Ces étincelles de fraternité ne suffisent pas pour que le feu prenne : retour à l'indifférence. On se passe à côté, on ramasse le corps qui vient de tomber, c'est logistique. La violence, si on peut parler de violence, vient de là : de l'indifférence. On aimerait la voir éclater autrement que comme un abstrait coup de feu, voir les unes et les autres s'empoigner, se déchirer, se malmener. Mais ces accès d'agressivité ne sont jamais haineux : ni fougueux ni durables. Ils surgissent de manière quasi-aléatoire et ne sont jamais dirigés vers une personne en particulier : oppresseurs et opprimés sont interchangeables, sans même faire apparaître une chaîne de reproduction de l'oppression.

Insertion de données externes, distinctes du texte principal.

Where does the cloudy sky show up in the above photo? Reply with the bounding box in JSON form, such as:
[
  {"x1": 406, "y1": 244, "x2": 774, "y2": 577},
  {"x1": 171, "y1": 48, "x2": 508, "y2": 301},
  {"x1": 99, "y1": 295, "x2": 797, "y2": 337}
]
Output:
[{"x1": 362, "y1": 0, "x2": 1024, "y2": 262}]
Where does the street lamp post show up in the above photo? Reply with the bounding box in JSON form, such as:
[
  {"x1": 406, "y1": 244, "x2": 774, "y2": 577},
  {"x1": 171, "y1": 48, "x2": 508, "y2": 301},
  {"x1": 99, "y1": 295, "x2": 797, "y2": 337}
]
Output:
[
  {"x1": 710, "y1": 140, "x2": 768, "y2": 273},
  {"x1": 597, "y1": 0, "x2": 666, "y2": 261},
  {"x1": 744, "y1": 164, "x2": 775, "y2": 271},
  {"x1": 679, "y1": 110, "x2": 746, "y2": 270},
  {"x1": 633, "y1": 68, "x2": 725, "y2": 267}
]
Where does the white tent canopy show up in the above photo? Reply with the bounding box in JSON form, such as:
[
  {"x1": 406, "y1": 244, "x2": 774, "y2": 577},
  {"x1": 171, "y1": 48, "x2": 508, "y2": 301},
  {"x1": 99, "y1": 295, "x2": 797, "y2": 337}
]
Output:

La seule chaîne qu'on entrevoit, c'est la chaîne de montage ou la chenille d'un tank lorsque les danseurs se mettent à rouler de cour à jardin – des enfants sans joie ni colline à dévaler, des clandestins qui tentent de passer sans se faire prendre (Aurélien Houette n'a pas de chance ; il se fait tuer à chaque fois). Je pourrais regarder Lucie Fenwick1 rouler pendant des heures, son corps chewing-gum comme désossé, la hanche saillante qui entraîne le buste et le bras qui ne quitte le sol qu'in extremis (quand les autres danseurs finissent, dans la vitesse, hauts les mains). J'adore Lucie Fenwick, j'adore sa façon de bouger, son aplomb et sa nonchalance – oxymore aussi insolent qu'excitant. Même si tous les danseurs se donnent à fond, je ne peux pas empêcher mon regard de sauter d'elle à Aurélien Houette et de celui-ci à celle-là.

Je ne saurais dire s'ils me font entrer dans l’œuvre ou s'ils me divertissent de sa mécanique implacable comme une administration totalitaire. Car c'est ça, au final, qui constitue la force et la faiblesse de la pièce, j'en prends conscience lorsque… a disparu… une danseuse, dos aux bandelettes, s'est brutalement fait enlever, tirée par des mains que l'on n'a même pas eu le temps de voir, les membres projetés comme un mannequin dans l'explosion d'un crash test. Un pantin disloqué. Je suis soufflée par la violence, sous le coup : de la surprise ! Voilà ce qui manque, peut-être à dessein, ce dont nous prive l'aléatoire totalitaire. De la surprise, de l'imprévu. D'où que j'ai finalement du mal à voir et le danger et la beauté, l'un et l'autre intellectuellement synthétisés, loin des tripes que j'aurais volontiers engagées.

Pas d'imposture artistique à avaler, pas d'émotion à digérer : je me suis mis la pièce sous la dent, mais Les applaudissements ne se mangent pas effectivement ne se mange pas. Un coup à avoir la dent dure quand c'est la pièce qui l'était – surtout avec cette bande-son trop forte, que je n'ai pu endurer qu'en me bouchant les oreilles. Je comprends que l'on veuille déranger le spectateur, mais il y a une différence entre l'inconfort et la douleur…


1
Je crois que c'est elle (en robe rouge). Une encore plus grande perche m'a mis le doute.